6. Competitor Analysis
Competitor analysis is the process of researching your market competitors and seeing what they are doing in terms of their content and advertisements. First things first, write down a list of all the companies you believe to be in competition with. Next, you could do some generic Google searches to find other similar companies in your area or further afield. Those that rank well (on the first page of Google) will be strong competitors – and keep an eye on those who have paid spots on the top of Google’s search results!
– Facebook Ads Analysis
Back in 2018, Facebook released a page/ads transparency tool which allows users to view what ads a Facebook page is currently running. If you track this information on a monthly basis, that will give you a good oversight of their trends and any changes to their marketing strategy.

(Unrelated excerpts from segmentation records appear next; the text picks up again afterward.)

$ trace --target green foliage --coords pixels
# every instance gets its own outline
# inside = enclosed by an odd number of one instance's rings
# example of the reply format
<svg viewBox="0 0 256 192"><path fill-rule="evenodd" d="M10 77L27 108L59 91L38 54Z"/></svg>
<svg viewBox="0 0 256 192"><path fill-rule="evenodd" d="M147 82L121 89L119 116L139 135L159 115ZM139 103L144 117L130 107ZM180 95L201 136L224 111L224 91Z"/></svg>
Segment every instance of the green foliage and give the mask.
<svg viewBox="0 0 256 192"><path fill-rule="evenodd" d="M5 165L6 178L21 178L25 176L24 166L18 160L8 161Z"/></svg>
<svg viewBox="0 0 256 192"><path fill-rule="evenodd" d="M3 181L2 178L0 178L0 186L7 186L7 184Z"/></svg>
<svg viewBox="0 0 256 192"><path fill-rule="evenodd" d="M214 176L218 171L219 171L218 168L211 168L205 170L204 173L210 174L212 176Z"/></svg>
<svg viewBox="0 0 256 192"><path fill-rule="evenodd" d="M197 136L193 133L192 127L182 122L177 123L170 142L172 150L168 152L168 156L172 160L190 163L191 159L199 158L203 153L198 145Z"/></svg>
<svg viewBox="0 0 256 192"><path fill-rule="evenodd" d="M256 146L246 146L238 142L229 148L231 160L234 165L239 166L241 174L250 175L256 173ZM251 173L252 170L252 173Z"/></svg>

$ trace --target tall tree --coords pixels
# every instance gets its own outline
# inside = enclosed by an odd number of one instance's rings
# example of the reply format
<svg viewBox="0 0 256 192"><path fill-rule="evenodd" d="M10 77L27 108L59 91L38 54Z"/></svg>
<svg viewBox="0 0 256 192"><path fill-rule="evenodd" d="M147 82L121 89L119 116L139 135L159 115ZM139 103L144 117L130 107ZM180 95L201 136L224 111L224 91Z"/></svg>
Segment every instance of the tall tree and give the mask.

To do this, simply visit the Facebook Ad Library and search for your competitors by their page name. Remember to turn off any Ad-blocking tools you may have running as this will cause the tool to return no search results. Alternatively, you can visit their Facebook page and navigate to the Page Transparency section. Clicking on this box will bring up the Ad Library once again. If they’re running ads in multiple locations, you’ll see a drop-down list that allows you to define the ads by location. You can identify which regions your competitors are focusing on, as well as if they’re targeting a new country or region.
7. Going Forwards…
Congratulations! You’ve taken great steps in optimising your social media channels, which means it should be even easier next time you complete an audit. Here’s the last bits you should consider:
– Schedule regular audits every quarter
If possible, schedule in some time in your diary to complete an audit every Quarter or at the very least, once a year. This will keep your channels optimised, on brand and engaging for your customers. It’s also ideal to complete an audit if something significant as a rebrand occurs as you want to make sure every social (and your website) is looking its best.
– Social Media optimum size guides
Every now and then, platforms will undergo a User Interface (UI) makeover, which means that things such as profile photos, banner photos and content resolution sizes may change. Here, you can find an up to date spreadsheet containing all optimum resolution sizes for your images. When a UI change occurs it could be that images become blurry or important information is cropped off your banner image. Using image editing software such as PhotoShop or Canva, you can create images based on the exact resolution required and adapt them for each platform as needed.
There you have it! You’ve completed your social media audit!
The great thing is, you can dig into the analytics as much as you feel comfortable, for example, Google Ads and Analytics can offer a wealth of information if you drill down into its various sections. It may be that it’s not required to change something each time you complete an audit, but taking the time to check is the most important part.